Только Андрей Михайлович один увидел в нем того Федьку, которого знал в тысяча девятьсот двадцать первом году. Николай Иванович смотрел на Федора расширенными глазами — он был наслышан о нем как о сорвиголове в юности; он будто пытался сравнить того Федьку, которого представлял себе, и того, что сейчас перед ним.

А Федор продолжал:

— Матвей Степаныч, Маркс сам не знал, как будут строить социализм… А ты, Мотька Сорокин, зашарпанный в прошлом нуждой, будешь строить социализм, И построишь.

— А как я его буду строить? — перебил Матвей Степаныч.

— Толкач муку покажет — вот так. Я много думал, Николай Иванович… Лучше с ошибками, но идти вперед, чем без ошибок топтаться на месте. Все.

— Что же ты предлагаешь? Насильно вынести решение, насильно согнать в колхоз всех сразу? — спросила Зинаида.

— Нет. Надо так сделать, как Матвей Степаныч предлагал час тому назад, вот там, в сенях. Скажи-ка, Матвей Степанович.

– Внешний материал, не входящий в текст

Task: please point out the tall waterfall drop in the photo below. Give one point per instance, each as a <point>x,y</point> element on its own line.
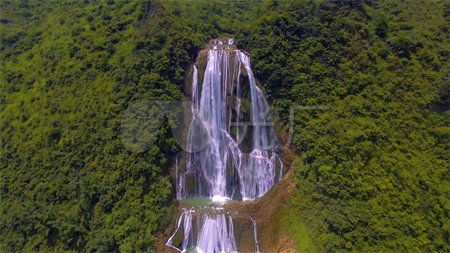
<point>231,147</point>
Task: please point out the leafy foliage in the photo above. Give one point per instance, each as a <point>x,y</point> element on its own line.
<point>375,164</point>
<point>373,174</point>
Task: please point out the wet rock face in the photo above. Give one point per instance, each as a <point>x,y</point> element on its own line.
<point>230,154</point>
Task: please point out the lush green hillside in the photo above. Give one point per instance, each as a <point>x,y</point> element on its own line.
<point>375,164</point>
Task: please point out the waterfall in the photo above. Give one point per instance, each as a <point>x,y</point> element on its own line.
<point>213,232</point>
<point>230,148</point>
<point>255,235</point>
<point>221,166</point>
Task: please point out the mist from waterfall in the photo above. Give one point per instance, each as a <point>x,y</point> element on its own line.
<point>230,148</point>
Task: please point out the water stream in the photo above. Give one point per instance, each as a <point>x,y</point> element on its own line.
<point>230,148</point>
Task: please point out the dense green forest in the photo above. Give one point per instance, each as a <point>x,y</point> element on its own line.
<point>372,173</point>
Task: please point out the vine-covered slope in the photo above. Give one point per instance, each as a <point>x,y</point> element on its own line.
<point>372,172</point>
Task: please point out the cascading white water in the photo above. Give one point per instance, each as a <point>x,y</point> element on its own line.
<point>214,232</point>
<point>255,235</point>
<point>229,115</point>
<point>215,111</point>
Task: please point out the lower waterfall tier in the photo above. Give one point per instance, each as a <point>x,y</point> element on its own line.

— По моему разумению, так надо, — тихонько отозвался тот. — Собрать, значит, сходку. Поагитировать, как и полагается. Можно и долго агитировать — не вредно мужику мозги прочищать, чтобы не ржавели. Поагитировать всем, хорошенько. И пусть мужики выступают, а им отвечать, как полагается. Ответить у нас есть кому, — он при этом ткнул пальцем в сторону Крючкова. — Потом, значит, голосовать так: «Кто за то, чтобы в селе организовать колхоз?» Допустим, подымут половина. Тогда сказать: «Кто поднимал руки — останьтесь, а кто не подымал — выходите. Будем правление выбирать». Вот и все. Потом остальные вступать будут поодиночке. Пущай их почешутся маленько — мужика сразу не раскачаешь.

— Мы будем в колхозе с одной частью села, а такие, как Сычев и Дыбин, будут подбивать единоличников против нас. — Так сказала Зинаида.

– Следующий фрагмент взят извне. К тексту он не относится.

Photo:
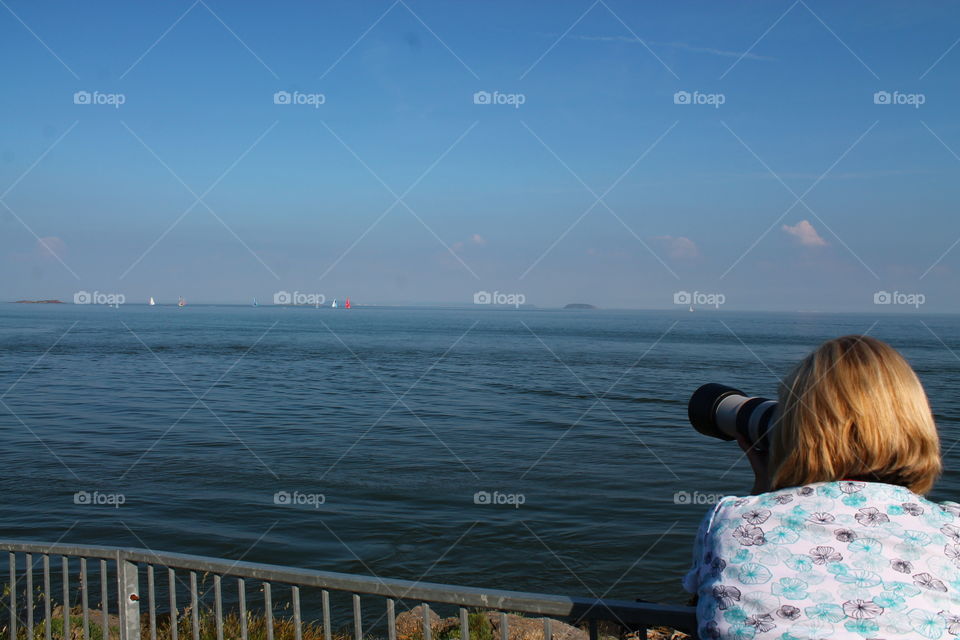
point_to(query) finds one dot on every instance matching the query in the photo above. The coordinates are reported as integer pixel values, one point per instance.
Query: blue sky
(692, 197)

— Не знаю я этого, — отмахнулся Матвей Степаныч. — Что с ними, с подлецами, делать, не знаю. Они и правда начнут «защищать» середняка от колхозов. Как, Николай Иванович, тут быть?

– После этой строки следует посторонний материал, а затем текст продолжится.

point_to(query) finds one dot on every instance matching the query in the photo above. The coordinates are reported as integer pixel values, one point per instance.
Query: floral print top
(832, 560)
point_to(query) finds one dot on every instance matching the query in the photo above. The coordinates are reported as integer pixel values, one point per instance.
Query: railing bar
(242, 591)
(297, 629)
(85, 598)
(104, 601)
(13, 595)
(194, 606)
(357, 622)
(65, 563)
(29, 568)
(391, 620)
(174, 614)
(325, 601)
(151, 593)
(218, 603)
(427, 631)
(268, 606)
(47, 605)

— Потом отвечу и на это, — успокоил его Некрасов.

Крючков слушал всех и рисовал на бумажке ветряную мельницу, но он не пропустил ни одного слова. Теперь предстояло сказать ему. И он заговорил.

— Мы ведь, Николай Иванович, почти обо всем вот так и говорили между собой. Не раз говорили. Может быть, мы высказываем мысли друг друга и здесь. Как видите, у нас нет сомнений в том, к кому применять насилие. Но… Как это сделать? Письмо окружкома — директива. Это письмо… Не придумаешь, что и сказать… Или мы не понимаем чего-то — и будем бессознательно выполнять инструкцию о процентах, или окружком ошибается. — Он волновался и все время поглаживал себя по щеке, чуть подергивая бровью, чего за ним до сих пор не водилось. — Наше село совсем не такое, как Оглоблино (там каждый десятый двор был в банде), и у нас делать надо совсем не так. Мы защищали Советскую власть почти все. Мы были бедные люди до революции, нищие. Стали немножко богаче, но далеко еще до хорошего. Очень далеко. В Оглоблине, конечно, будут организовывать колхоз с другим подходом, не так, как у нас надо… Вы можете нас обвинить в сомнениях, но не сказать того, что наболело, нельзя. И вот мы вам выложили все, Николай Иванович! Верьте нам, прошу вас. И мы знаем всех своих крестьян до одного. Что вы сделаете с таким середняком, как Виктор Шмотков, если он почувствует над собой насилие? Ничего не сделаете. Николай Иванович! Мы сомневаемся в правильности этого письма. Помогите нам. — Ваня сел и тяжело выдохнул, как после большой работы.